I definitely wasn’t ready for this conversation. I think I’d had sex with maybe four girls before I met Nina, none of them for very long. I wasn’t a virgin, but certainly not fluent. Nina’s mother and father probably had more sex before breakfast than I had had my entire life. They were talking to me as if I were an equal, but I wasn’t. Perhaps, on reflection, they knew that. Perhaps that’s why they talked to me so.
“Because school didn’t prepare you, darling,” said Nina’s mother. I couldn’t imagine a school preparing anyone for thinking they had a broken penis. I got the idea they’d shared this discussion before. I wanted to feel mature for being part of a conversation about sex with proper grown-ups, but my maturity was undermined somewhat by my blushing hot pink throughout. Yes, definitely Nina’s mother and father knew what they were doing, embarrassing their young daughter’s boyfriend so mortifyingly. That must be where Nina got it, later on. To this day I can’t imagine their casual conversation about unsheathed penises and anal sex etiquette was accidental.

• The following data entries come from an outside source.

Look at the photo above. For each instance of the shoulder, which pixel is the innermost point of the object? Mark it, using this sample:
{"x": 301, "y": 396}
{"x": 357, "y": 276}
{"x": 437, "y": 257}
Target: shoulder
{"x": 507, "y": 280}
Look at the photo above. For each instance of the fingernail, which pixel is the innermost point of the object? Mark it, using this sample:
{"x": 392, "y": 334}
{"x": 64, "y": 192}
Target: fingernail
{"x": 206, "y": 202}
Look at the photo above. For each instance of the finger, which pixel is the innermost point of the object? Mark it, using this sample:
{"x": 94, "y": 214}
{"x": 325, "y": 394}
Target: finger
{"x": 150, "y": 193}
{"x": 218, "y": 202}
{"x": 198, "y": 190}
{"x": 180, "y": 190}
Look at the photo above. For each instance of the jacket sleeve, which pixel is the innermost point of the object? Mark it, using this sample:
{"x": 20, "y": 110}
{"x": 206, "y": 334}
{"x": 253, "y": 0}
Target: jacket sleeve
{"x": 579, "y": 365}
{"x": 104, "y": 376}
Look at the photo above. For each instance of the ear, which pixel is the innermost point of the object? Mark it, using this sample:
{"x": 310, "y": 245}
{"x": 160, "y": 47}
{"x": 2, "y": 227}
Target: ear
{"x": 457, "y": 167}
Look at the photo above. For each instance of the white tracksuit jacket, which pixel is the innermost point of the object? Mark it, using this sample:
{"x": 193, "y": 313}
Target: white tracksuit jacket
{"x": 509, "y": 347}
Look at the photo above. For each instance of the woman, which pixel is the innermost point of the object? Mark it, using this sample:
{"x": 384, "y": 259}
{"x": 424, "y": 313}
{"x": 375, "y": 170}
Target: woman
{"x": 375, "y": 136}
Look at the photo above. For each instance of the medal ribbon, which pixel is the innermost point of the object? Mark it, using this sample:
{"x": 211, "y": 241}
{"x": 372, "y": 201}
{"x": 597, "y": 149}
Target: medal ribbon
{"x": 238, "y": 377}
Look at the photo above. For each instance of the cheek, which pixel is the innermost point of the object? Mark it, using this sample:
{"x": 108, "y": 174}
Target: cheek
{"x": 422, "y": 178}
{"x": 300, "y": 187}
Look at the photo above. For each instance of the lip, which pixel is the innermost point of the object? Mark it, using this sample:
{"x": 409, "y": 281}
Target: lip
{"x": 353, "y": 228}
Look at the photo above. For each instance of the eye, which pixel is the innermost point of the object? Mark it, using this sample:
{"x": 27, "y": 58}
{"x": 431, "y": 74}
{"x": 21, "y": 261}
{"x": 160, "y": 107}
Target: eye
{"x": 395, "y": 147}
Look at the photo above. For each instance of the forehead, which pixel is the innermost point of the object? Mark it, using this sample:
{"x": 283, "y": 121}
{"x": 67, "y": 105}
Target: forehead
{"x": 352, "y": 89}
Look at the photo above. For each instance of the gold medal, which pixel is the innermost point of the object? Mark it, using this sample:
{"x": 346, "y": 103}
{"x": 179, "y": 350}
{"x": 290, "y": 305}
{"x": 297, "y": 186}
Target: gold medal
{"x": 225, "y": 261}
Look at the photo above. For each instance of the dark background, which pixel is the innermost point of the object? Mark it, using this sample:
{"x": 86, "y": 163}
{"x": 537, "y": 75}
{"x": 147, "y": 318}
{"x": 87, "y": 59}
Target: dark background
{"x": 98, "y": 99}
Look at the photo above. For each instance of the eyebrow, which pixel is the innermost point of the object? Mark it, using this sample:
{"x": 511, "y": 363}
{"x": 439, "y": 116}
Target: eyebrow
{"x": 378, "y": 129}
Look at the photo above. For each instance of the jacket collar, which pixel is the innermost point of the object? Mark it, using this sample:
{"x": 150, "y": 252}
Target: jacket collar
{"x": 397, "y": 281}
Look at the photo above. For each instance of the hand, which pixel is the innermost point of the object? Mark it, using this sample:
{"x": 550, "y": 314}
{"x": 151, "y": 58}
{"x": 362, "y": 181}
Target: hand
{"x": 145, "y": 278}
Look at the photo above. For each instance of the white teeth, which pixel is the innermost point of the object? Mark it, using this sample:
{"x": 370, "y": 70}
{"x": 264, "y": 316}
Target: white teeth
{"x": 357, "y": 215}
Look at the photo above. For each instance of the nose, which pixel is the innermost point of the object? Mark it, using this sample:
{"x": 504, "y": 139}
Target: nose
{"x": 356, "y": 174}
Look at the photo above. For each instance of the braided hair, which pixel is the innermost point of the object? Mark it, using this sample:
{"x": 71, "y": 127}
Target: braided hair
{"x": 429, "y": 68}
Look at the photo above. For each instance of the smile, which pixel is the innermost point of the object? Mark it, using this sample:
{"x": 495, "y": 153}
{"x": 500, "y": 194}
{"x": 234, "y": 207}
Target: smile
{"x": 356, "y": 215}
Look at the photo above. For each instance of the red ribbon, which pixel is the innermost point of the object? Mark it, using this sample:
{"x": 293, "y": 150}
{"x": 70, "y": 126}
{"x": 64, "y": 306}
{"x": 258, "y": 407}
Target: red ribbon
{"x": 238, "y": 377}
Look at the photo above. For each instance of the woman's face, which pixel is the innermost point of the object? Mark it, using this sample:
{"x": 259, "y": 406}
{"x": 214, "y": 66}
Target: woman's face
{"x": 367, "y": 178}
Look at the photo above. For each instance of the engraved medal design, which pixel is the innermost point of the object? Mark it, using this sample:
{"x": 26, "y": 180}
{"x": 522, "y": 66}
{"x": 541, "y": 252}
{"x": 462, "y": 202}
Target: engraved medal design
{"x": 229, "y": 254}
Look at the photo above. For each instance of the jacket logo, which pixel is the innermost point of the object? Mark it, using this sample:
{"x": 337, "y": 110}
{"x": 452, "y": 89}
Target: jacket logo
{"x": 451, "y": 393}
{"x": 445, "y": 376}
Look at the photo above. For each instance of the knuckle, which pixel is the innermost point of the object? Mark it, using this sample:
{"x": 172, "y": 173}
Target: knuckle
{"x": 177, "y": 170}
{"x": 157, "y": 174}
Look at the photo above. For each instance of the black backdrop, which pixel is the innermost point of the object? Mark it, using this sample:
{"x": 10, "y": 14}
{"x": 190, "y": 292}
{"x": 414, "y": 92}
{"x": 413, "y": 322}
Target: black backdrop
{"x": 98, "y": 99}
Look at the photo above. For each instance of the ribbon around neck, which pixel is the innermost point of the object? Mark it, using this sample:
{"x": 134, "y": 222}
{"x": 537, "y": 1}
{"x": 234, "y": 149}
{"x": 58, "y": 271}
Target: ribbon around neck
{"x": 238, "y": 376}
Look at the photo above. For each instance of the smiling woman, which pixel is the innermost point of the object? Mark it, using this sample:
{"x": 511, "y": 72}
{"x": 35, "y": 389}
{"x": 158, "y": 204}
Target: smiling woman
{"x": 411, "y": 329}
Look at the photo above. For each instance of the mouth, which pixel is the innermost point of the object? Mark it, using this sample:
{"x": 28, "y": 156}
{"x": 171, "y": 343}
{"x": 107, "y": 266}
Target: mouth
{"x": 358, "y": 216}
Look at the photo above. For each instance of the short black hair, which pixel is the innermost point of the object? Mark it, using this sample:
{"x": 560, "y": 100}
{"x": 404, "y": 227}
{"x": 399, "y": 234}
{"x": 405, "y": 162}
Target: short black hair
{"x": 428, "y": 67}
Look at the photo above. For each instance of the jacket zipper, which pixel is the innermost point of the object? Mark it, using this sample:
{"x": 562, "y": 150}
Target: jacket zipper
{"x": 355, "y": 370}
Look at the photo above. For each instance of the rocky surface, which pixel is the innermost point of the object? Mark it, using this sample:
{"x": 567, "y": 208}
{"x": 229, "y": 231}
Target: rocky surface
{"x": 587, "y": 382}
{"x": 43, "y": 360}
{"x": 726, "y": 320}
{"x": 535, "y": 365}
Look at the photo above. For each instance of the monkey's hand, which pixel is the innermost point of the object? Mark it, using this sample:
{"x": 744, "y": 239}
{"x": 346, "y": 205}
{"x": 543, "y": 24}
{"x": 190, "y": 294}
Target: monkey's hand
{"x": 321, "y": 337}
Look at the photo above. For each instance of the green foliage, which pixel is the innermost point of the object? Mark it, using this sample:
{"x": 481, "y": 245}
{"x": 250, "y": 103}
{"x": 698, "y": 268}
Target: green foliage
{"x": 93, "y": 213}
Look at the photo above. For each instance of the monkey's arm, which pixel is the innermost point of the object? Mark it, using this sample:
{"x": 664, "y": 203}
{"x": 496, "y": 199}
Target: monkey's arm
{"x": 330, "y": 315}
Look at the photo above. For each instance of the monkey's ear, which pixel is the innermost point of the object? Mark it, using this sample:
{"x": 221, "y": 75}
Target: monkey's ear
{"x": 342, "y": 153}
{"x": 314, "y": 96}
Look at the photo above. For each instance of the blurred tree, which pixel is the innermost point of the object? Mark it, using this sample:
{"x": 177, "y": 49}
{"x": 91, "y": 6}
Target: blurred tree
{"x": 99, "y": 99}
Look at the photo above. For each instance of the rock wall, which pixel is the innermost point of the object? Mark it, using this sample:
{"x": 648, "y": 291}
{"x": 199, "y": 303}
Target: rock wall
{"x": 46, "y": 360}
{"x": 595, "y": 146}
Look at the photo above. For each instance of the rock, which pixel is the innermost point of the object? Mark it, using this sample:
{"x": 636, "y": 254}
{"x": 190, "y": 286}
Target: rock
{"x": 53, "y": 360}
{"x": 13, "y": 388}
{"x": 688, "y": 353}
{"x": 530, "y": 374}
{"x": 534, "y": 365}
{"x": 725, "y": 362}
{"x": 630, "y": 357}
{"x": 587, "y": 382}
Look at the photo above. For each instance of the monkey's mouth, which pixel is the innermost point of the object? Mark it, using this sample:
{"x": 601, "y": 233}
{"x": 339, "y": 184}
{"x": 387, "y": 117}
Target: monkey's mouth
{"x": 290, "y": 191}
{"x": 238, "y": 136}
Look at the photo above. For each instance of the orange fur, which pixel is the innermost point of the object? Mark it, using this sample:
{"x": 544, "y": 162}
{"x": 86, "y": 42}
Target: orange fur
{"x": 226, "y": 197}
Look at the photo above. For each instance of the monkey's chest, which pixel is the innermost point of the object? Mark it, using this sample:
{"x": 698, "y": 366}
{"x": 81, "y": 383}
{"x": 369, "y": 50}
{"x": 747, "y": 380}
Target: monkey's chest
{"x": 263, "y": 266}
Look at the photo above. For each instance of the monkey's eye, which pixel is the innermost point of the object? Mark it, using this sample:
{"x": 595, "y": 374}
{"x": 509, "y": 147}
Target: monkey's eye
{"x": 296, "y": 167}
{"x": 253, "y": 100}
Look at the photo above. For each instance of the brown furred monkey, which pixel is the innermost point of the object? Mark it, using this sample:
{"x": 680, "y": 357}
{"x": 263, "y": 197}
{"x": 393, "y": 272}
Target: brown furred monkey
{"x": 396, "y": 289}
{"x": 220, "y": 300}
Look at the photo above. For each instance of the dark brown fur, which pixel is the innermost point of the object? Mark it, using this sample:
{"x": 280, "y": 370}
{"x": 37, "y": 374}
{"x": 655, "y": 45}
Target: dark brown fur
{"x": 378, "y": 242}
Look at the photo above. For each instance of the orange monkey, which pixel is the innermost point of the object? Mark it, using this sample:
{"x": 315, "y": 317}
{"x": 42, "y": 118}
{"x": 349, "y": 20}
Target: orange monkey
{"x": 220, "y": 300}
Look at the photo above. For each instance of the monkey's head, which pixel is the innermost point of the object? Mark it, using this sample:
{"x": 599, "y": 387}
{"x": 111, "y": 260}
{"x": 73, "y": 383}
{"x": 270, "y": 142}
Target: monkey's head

Nina and I didn’t have sex together, as it happened, until she was eighteen and I was twenty-three. I understood. I had a friend whose parents were alcoholic; he’s never wanted to drink his whole life. She wanted to wait, and I was comfortable with that. If we had sex, there was a feeling we’d have to discuss it over dinner with her folks. We got married when she was nineteen. She was young and innocent and I used to write her long poems full of words I pulled from Roget’s thesaurus. I stayed away from her parents as often as possible. It was hard to reconcile their frankness with Nina, a shy virgin bride.

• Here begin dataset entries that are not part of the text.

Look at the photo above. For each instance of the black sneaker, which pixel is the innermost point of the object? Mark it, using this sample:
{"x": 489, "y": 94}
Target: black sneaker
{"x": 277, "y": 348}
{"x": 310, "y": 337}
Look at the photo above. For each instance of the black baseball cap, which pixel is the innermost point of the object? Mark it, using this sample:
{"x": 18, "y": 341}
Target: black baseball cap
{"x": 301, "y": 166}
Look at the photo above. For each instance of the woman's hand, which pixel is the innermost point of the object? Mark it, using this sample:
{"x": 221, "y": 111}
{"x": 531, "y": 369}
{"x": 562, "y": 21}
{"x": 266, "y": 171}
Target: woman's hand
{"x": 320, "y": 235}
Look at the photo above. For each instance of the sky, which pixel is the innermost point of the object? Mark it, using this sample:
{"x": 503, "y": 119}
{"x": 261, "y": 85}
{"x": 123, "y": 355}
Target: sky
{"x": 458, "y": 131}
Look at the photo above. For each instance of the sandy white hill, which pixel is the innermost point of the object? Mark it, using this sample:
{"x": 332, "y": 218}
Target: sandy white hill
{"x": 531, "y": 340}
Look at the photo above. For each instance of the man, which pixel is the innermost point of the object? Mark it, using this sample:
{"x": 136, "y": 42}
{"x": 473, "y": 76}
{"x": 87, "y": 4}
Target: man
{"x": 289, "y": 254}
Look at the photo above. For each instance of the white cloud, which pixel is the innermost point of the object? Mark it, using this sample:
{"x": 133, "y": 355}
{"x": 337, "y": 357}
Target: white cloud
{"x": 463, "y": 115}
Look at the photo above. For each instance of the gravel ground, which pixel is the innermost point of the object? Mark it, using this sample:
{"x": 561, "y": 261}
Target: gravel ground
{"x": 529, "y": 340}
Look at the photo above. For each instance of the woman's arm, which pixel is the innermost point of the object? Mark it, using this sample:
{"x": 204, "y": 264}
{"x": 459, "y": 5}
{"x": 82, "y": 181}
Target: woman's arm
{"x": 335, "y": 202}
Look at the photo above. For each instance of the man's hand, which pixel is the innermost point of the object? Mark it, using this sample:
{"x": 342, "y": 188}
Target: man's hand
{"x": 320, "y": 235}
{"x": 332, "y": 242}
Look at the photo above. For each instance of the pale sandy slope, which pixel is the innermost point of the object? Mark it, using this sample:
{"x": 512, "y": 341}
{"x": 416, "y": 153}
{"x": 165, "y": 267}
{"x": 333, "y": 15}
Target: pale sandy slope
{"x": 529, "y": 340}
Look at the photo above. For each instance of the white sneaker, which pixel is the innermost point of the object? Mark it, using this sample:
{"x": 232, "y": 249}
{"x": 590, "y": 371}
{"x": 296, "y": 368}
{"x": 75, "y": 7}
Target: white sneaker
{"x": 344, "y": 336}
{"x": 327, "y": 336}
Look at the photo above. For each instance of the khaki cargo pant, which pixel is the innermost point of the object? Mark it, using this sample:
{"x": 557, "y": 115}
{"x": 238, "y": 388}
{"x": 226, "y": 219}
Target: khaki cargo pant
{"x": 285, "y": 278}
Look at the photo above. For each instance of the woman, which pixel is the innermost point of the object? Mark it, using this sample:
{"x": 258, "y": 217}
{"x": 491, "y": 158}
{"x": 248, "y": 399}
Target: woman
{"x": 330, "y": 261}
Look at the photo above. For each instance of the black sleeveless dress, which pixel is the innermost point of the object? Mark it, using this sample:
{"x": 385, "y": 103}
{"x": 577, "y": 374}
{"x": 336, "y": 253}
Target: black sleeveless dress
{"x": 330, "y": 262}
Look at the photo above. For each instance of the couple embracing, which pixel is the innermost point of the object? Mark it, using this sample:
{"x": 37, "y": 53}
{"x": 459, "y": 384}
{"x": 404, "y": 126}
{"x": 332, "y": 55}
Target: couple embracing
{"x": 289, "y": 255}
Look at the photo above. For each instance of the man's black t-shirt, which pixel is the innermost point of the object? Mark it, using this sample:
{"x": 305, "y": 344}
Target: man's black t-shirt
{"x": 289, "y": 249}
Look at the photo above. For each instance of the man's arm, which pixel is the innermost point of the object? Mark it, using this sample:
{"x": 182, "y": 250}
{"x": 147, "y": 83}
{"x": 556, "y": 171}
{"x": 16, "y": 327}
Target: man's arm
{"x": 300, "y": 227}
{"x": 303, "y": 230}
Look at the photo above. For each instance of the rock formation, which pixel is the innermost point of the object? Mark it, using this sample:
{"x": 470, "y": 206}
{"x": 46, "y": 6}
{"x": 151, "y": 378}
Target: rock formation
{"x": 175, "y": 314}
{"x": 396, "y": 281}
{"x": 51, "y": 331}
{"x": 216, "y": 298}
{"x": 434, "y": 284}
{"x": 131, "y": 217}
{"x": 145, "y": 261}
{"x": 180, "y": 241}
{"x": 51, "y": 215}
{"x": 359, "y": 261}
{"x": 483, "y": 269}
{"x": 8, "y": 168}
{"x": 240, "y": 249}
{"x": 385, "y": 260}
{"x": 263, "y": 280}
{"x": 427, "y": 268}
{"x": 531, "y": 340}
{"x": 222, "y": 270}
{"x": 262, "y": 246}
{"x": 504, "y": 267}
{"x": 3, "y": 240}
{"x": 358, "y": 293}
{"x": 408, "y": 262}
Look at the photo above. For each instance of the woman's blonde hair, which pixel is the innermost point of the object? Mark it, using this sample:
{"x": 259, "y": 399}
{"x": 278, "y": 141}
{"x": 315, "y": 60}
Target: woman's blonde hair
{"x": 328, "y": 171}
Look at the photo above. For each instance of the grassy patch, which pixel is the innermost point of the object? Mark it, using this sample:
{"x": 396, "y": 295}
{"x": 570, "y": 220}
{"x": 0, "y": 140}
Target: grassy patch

Then Nina sold a Freddie Mercury-signed condom in the wake of his death, made a lot of money, and almost overnight she changed. The dark side of commercialism unearthed a hard-core bitch within her psyche. She grew a lot harsher, a lot less innocent. A lot more like her parents, in fact. She developed a Bettie Page fixation, had her hair cut like the 1950s bondage porn star. She pushed me to have rougher and rougher sex. She liked nipple clamps and being punched in the tits and tying my wrists behind my back to my ankle.
I lost my mojo, frightened of the new Nina. For ten years we stayed married, but we had sex less and less often. She became harder and harder. I didn’t.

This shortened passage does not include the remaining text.